Looks like I'm back to the drawing board. Maybe I'll just write an app myself. I mean this is simple messaging we are talking about; the most basic of internet functionality.

Friday, July 6, 2007

Project Management Software Investigation

Out of a dire need stemming from a growing team involved in more projects than I care to enumerate and a lack of what I consider to be essential collaboration tools, I have been investigating project management software. My initial reaction was "oh, i know, how about that much bzzzzzed about app from our innovative friends over at 37 signals...Basecamp.

I singed up for the free 1 project package, invited my team members, entered our Milestones for the next year and we were all set to start existing in the modern era of project collaboration . Thats when "Process Management" got involved and we are still, more than a month later, without an official project management tool.

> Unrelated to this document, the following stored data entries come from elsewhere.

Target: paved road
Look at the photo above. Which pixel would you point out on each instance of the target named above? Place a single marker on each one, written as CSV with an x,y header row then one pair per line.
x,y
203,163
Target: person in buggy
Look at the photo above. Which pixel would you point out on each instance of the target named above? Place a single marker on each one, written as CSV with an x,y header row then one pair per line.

Process Management suggested 2 tools:
Project Insight which is huge and bloated with reporting and charting features. Despite it being web based and having a collaborative aspect you'd probably be better off with yea ol standard MS Project

And ViewPath which I thought was alright and would probably do the trick but was a little lack luster and unrefined.

What I need most:
  • shared calendar
  • document repository which allows discussion
  • action item / todo lists
  • a tool that is not only easy but actually fun to use
What my boss needs:
  • time tracking
  • high level view of what his developers are doing
Basecamp provides all this is a beautifully arranged package which displays an innate understanding of the fact that what makes a successful project is a well communicating team.